Emilio ya lo tenía claro: Úrsula era solo una cara bonita, un cascarón vacío.
—Señorita Solano, si la fórmula es suya, ¿por qué no la patentó y desarrolló usted el medicamento antes que el profesor Smith? —preguntó, disimulando su desdén.
Si lo hubiera hecho, ahora la famosa sería ella.
—Como ya he dicho, esta fórmula no es una cura universal para la epilepsia —respondió Úrsula, con la misma calma—. La diseñé específicamente para Bianca Ramsey, un caso muy particular. Incluí dos ingredientes tóxicos, un tratamiento de riesgo extremo que requería acupuntura para funcionar. Era una terapia de vida o muerte.
¿Bianca? El nombre le sonaba.
—¿Se refiere a Bianca Ramsey, la aristócrata del País del Norte?
—Sí, a ella.
Emilio se quedó aún más perplejo. Esperaba que ella negara, pero no lo hizo. ¡Estaba hablando de esa Bianca!
—Entonces, ¿usted es la salvadora de la señorita Ramsey?
—Así es —intervino Marcela, sonriendo—. En agradecimiento, la señorita Ramsey le regaló a nuestra Ami una placa de jade de la familia.
¿La placa de jade? Eso no era un secreto. Los Cáceres, recién llegados del País del Norte, habían oído hablar de las hazañas de la señorita Úrsula, pero no le habían dado importancia. Sabían muy bien que la familia Gómez de Río Merinda y los Ramsey eran viejos conocidos. La placa, para ellos, era un gesto de cortesía hacia los Gómez, no un reconocimiento a Úrsula.

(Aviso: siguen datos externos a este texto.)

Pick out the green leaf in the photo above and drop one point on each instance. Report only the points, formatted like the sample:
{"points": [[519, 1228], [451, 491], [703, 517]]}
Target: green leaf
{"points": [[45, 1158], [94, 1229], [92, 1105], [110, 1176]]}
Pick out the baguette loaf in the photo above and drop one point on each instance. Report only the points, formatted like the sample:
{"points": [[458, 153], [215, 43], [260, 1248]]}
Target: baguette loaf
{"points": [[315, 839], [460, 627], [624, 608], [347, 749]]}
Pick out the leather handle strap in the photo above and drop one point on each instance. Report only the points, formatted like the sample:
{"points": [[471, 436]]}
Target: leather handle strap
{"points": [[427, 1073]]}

Y ahora Marcela se lo contaba como si fuera un gran logro. ¿Creería de verdad que ellos no estaban al tanto de esa relación? Si no lo supieran, quizás hasta se lo habrían creído.
—La habilidad de la señorita Solano es realmente impresionante —dijo Emilio, decidiendo seguirle el juego—. No solo curó al señor Solano, sino que también salvó a la señorita Ramsey. A su lado, me siento insignificante.
Sus palabras eran un halago envenenado, pero Marcela, en su sinceridad, no captó la ironía.